Module 4.1: Storage Architecture Decisions
Цей контент ще не доступний вашою мовою.
Complexity:
[MEDIUM]| Time: 45 minutesPrerequisites: Module 1.2: Server Sizing, CKA: Storage
Why This Module Matters
Section titled “Why This Module Matters”A data analytics company deployed a 40-node Kubernetes cluster on bare metal with local SATA SSDs in each server. For the first six months, everything worked. Then they deployed Apache Kafka, which needed persistent storage that survived node rescheduling. When a worker node failed, Kafka brokers were rescheduled to new nodes — but their data was on the dead node’s local SSDs. They lost 4 hours of event data and spent 3 days manually rebalancing partitions.

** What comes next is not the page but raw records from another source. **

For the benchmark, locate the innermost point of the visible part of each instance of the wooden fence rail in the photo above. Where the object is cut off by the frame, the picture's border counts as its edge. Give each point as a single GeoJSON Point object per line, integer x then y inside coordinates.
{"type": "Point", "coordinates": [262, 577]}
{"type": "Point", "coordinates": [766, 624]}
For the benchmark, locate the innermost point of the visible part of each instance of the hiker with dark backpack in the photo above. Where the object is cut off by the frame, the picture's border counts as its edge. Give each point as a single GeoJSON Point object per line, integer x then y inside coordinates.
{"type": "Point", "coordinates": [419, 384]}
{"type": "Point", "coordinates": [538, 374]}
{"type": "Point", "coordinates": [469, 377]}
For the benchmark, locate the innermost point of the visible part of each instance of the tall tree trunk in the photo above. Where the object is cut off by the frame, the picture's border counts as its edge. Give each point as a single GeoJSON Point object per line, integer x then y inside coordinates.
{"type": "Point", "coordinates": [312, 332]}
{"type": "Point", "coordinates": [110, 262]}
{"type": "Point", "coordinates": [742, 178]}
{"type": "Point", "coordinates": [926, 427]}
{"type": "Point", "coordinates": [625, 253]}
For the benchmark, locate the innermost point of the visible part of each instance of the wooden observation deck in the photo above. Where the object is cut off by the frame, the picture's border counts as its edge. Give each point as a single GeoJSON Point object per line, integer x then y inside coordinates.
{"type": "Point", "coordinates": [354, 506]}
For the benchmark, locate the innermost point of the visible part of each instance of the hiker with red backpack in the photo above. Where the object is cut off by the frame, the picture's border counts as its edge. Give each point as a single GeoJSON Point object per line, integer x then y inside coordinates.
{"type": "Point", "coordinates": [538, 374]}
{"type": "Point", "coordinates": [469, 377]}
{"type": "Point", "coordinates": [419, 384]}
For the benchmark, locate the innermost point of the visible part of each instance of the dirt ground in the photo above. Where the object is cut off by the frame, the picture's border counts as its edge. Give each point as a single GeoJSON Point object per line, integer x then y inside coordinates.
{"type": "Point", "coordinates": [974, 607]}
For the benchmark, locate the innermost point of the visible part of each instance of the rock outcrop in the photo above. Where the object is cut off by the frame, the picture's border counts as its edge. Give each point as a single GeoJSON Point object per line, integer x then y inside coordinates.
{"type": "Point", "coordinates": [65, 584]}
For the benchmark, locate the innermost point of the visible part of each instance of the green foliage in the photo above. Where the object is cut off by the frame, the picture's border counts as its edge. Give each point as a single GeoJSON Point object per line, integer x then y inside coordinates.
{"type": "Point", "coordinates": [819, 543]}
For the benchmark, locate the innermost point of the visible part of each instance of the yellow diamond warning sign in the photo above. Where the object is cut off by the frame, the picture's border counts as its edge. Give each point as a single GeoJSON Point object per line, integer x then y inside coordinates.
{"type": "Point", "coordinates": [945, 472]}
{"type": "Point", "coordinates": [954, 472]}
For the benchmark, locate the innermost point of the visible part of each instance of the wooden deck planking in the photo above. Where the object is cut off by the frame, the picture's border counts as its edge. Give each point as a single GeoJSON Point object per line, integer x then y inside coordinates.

They then deployed Ceph via Rook on the same SSDs. Performance dropped 60%. Ceph’s replication tripled the write load on drives that were already serving application I/O. The OSD processes competed with Kubernetes workloads for CPU and memory. Their monitoring showed that Ceph rebalancing after a node failure consumed 80% of cluster I/O bandwidth for 4 hours, making all applications sluggish.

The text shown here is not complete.